Saturday, May 28, 2011

Pulp Fiction Female Pioneers: Cele Goldsmith Lalli

A few weeks ago I posted something about what I thought at the time was the only female writer for BLACK MASK, Katherine Brocklebank. My source was quickly corrected by Walker Martin and others. But that post, and the recent post on i09 called "Badass Women of the Pulp Era," rekindled my interest in the history of female pulp authors and editors. It's way overdue and I'd like to pay tribute to those of my gender who walked the narrow - and I'm sure lonely - path of being a woman in the pulp fiction industry in the early 20th Century.

Recently Barry Traylor sent me this Wikipedia entry on Cele Goldsmith, who he considers to be the best editor that AMAZING STORIES and FANTASTIC ever had.

Cele championed many great writers, including Ursula Le Guin, who's story "The Dowry of Angyar" appeared in this issue of AMAZING STORIES.

I confess that my knowledge of Cele Goldsmith - and of science fiction - ranges from zero to nothing, so out of fear of writing something that is inaccurate, I'm going to just quote this directly from Wikipedia and hope that rest of you can fill in the blanks about Cele.


Cele Goldsmith Lalli (1933 – January 14, 2002) was an American editor. She was the editor of Amazing Stories from 1959 to 1965, Fantastic from 1958 to 1965, and later the Editor-in-Chief of Modern Bride magazine.

Goldsmith began working on science fiction and fantasy magazines under Paul W. Fairman. When Fairman left Ziff-Davis in 1958, Goldsmith took over as editor of Amazing Stories and Fantastic. Goldsmith was open to new authors and experimentation in writing. Among her discoveries were Thomas M. Disch, Ursula K. Le Guin, Keith Laumer, Sonya Dorman (as a fiction writer), and Roger Zelazny. She was also instrumental in bringing Fritz Leiber out of an early writer's-block-induced retirement (a 1959 issue was devoted entirely to his fiction), and was among the first US editors to publish British author J. G. Ballard.

Goldsmith married in 1964 and took Lalli as her last name. By this time, she'd received a special award from the World Science Fiction Convention for her work on the magazines.
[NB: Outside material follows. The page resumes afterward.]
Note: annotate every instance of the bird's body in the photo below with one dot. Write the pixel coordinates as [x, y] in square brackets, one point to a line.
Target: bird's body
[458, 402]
Le Guin and subsequent Fantastic and Amazing editors Barry N. Malzberg and Ted White have taken care to note the significance of her achievement.

In 1965, Ziff-Davis sold the two fiction magazines to publisher Sol Cohen, who founded Ultimate Publications to publish them. Lalli continued at Ziff-Davis, where she worked at Modern Bride magazine for 30 years.

Not long after her retirement, she was killed in a car accident in Newtown, Connecticut on January 14, 2002.


An obituary that appeared in Conneticut says:

Cele (Goldsmith) Lalli, 68, of Newtown died Jan. 14 from injuries sustained in an automobile accident.

Mrs. Lalli grew up in Scranton, Pa., and graduated from Vassar College in 1955. She and her husband, Michael, lived in New York City and Stamford and finally moved to Newtown in the mid-1990s.

Mrs. Lalli wrote three books concerning wedding etiquette and was once referred to as America’s foremost wedding expert. She worked for Modern Bride magazine for 33 years and retired as vice president and editor-in-chief in 1998.

She often appeared on television shows and would share her expertise by leading workshops locally.


I looked for a photo of Cele online but was unsuccessful.

Thanks, Barry, for leading me to Cele Goldsmith.

Other posts here on women in the pulp fiction industry:

Katherine Brocklebank
Daisy Bacon, editor of LOVE STORY, Part One.
Daisy Bacon, Part Two.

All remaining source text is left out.